While these forms have helped thousands of people, we knew we wanted to keep improving.

Legal forms often take a lot of time and energy to complete, yet many of the people who come to Ohio Legal Help are low-income, self-represented litigants. Time and internet limitations are a reality for them.

As the Legal Services Corporation said in its “Statewide Website Assessment Report for the Justice Community” in 2017 : “Users are likely to access legal aid websites at the library or at home, with limited time or computer literacy skills, or on a mobile phone with small screens and limited bandwidth.” 

Our new secure user hub, My OLH, is the latest way we’re tackling these barriers. As we launched My OLH, we thought of the working mom who barely has time to take care of herself, let alone time to sit down for hours to complete a court form.

Using My OLH, that working mom can fill out a form at her own pace, working on just one part of the form at a time if she needs to. She can save her work and come back to it later, knowing it will be securely stored for her, even if she loses internet connection or is inactive for a while.

The My OLH user hub allows working moms and others to find, save and complete court forms on their own time.

Currently, Ohio Legal Help is offering the Divorce without Children Form Assistant and the CDC Eviction Moratorium Declaration on My OLH. By June, we will have additional My OLH forms including domestic violence civil protection orders, debt collection forms and criminal record sealing.

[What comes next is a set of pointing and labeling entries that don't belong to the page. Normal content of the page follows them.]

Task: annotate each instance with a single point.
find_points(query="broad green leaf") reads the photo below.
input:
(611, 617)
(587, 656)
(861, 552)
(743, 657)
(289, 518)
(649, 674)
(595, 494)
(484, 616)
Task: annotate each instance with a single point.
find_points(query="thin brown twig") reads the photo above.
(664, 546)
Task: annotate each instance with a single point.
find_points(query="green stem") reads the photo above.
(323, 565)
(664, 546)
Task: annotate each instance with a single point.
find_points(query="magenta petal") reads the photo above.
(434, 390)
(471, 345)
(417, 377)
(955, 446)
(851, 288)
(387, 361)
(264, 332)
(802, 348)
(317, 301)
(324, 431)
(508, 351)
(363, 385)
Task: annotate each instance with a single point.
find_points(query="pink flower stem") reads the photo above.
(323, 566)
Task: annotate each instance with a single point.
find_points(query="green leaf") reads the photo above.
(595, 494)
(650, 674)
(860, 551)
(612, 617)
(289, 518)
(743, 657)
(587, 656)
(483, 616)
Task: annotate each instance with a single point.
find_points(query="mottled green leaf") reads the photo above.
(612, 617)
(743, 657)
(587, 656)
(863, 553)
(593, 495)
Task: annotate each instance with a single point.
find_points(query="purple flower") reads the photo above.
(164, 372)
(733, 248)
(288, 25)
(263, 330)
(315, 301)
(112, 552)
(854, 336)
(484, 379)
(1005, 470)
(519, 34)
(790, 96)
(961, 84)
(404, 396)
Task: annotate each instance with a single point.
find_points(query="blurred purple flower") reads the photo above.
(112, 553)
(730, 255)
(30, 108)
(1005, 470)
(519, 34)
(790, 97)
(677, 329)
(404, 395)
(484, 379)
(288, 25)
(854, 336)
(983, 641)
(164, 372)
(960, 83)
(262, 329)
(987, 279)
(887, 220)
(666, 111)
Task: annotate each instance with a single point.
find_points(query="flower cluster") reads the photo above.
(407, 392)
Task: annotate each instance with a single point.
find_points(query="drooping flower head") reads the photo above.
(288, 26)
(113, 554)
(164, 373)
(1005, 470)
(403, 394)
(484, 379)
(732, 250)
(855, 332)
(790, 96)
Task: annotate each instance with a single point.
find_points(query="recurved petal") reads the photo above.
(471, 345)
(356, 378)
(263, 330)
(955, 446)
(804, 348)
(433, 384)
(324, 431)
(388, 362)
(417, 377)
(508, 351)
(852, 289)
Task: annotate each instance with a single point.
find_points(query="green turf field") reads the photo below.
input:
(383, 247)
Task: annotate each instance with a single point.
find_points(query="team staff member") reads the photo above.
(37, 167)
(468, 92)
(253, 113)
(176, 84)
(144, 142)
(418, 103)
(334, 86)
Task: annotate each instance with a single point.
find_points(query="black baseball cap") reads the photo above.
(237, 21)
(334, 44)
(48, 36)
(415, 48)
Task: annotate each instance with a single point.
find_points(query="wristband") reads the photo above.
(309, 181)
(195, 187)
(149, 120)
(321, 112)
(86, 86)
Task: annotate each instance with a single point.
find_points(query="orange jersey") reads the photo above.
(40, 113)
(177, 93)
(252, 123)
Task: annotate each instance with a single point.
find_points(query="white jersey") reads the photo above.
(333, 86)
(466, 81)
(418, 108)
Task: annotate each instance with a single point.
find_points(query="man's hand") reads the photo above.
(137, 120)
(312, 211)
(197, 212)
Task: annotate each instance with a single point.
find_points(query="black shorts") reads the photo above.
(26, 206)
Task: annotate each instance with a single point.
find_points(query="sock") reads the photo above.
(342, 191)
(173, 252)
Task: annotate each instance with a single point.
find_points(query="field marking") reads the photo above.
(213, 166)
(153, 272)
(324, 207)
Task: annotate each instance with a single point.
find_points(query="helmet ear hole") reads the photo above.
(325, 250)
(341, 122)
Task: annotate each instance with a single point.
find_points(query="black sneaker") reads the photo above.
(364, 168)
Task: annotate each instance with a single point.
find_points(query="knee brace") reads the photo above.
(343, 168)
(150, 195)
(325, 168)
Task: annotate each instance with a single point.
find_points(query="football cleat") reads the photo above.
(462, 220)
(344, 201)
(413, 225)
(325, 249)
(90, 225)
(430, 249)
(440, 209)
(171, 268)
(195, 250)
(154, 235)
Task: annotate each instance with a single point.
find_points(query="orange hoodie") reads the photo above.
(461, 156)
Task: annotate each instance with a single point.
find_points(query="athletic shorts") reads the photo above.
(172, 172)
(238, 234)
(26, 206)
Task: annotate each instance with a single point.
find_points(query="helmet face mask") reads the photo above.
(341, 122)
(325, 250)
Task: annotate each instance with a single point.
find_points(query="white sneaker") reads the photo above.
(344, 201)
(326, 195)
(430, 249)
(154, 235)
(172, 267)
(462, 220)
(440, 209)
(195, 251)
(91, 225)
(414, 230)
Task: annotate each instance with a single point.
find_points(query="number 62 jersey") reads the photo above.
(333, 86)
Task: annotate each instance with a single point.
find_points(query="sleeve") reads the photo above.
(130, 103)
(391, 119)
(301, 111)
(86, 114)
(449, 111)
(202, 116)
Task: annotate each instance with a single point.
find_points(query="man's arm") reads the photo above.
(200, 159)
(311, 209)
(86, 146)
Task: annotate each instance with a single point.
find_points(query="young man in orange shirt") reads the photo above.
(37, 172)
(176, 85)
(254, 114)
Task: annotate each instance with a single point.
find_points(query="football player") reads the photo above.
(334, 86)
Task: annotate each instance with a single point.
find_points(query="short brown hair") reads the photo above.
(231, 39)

We’re also gathering information from our user feedback surveys because we want to know directly from users how we can continue to best assist them.

Solutions to Problems Beyond the Pandemic

With the vaccine program well underway, there’s light at the end of the tunnel. As we continue to open the economy and get back to normal, women will hopefully regain the ground they lost this past year. Although the COVID-19 pandemic will end, the problems women face will not – unless we address them now.

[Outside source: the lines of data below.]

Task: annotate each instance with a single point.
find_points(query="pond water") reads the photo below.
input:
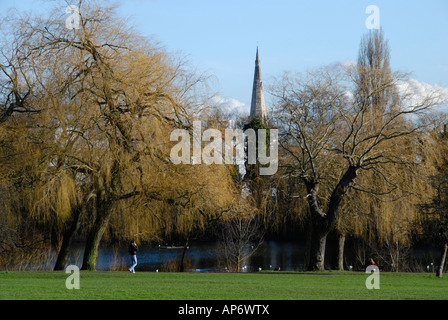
(200, 257)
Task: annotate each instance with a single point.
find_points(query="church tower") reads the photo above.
(258, 107)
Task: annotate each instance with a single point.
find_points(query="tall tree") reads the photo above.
(331, 134)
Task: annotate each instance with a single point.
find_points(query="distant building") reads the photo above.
(258, 106)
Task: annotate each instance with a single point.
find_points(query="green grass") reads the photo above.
(221, 286)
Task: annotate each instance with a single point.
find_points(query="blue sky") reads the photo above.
(220, 36)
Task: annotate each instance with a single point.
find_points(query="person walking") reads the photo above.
(133, 252)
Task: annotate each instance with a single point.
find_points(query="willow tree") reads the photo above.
(332, 134)
(109, 101)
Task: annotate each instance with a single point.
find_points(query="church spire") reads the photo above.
(258, 107)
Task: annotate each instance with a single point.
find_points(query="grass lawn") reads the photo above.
(221, 286)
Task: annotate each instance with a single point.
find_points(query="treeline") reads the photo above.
(85, 122)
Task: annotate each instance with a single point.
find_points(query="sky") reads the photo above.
(220, 37)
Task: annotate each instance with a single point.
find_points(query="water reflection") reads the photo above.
(200, 257)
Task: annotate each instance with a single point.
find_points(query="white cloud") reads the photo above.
(415, 93)
(230, 106)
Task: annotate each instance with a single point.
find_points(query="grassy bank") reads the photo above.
(221, 286)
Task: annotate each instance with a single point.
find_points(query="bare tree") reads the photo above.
(331, 134)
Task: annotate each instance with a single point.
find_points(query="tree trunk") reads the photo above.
(317, 256)
(442, 261)
(184, 252)
(94, 239)
(324, 223)
(341, 252)
(70, 231)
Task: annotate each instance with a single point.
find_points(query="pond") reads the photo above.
(200, 257)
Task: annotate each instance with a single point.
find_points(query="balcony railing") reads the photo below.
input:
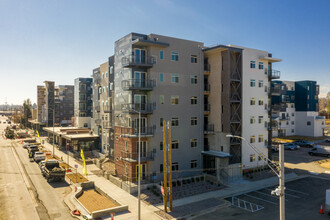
(137, 84)
(106, 125)
(273, 74)
(133, 108)
(133, 157)
(134, 132)
(137, 61)
(209, 129)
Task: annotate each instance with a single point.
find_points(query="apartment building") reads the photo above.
(295, 109)
(236, 97)
(162, 79)
(103, 89)
(83, 103)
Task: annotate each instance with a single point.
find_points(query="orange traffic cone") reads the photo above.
(321, 210)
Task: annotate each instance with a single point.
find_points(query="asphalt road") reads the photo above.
(25, 193)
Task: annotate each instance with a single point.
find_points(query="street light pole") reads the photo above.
(280, 191)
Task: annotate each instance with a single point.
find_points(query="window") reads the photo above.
(161, 120)
(161, 99)
(253, 64)
(193, 59)
(193, 79)
(174, 100)
(175, 122)
(252, 83)
(193, 163)
(175, 78)
(193, 142)
(252, 157)
(193, 100)
(252, 101)
(252, 139)
(161, 77)
(193, 121)
(161, 54)
(252, 120)
(175, 144)
(175, 166)
(175, 56)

At Ohio Legal Help, we will always design and create new content, forms and website features with women and families in mind.

In a few years, when we’re celebrating Women’s History Month, I’d love to look back at 2021 and say that was the year we not only helped women recover financially from a pandemic, but helped them achieve greater equity, too. In the meantime, we’ll keep working on new innovative ways to break down barriers and improve access to justice for all.

Executive Director Susan Choe

Susan Choe

Susan is a lawyer with a background in legal services and setting up large, statewide systems. She started her career as a legal aid advocate specializing in housing and civil rights in Toledo. Later, she joined the clinical faculty of the Moritz College of Law and was the director of the Student Housing Legal Clinic. Before her current role, she worked in several leadership capacities at the Ohio Attorney General's Office (AGO), including playing a key role in responding to Ohio's foreclosure crisis as Section Chief for Consumer Protection. In that role, Susan served as lead counsel for the AGO on the 2012 National Mortgage Settlement and Multistate Executive Committee. Ohioans received more than $380 million in consumer relief and Ohio received more than $90 million for foreclosure prevention, neighborhood revitalization and other efforts as a result of the national settlement. Susan also served as the Section Chief of Civil Rights for the AGO and provided counsel and guidance to the Ohio Civil Rights Commission on cases involving employment, housing, credit and public accommodation discrimination. 


Susan is the recipient of several awards honoring her leadership and commitment to expanding access to justice, including the Nettie Cronise Lutes Award and the John C. and Ginny Elam Pro Bono Award. She has a B.A. in Chemistry and Economics and a J.D. from The Ohio State University.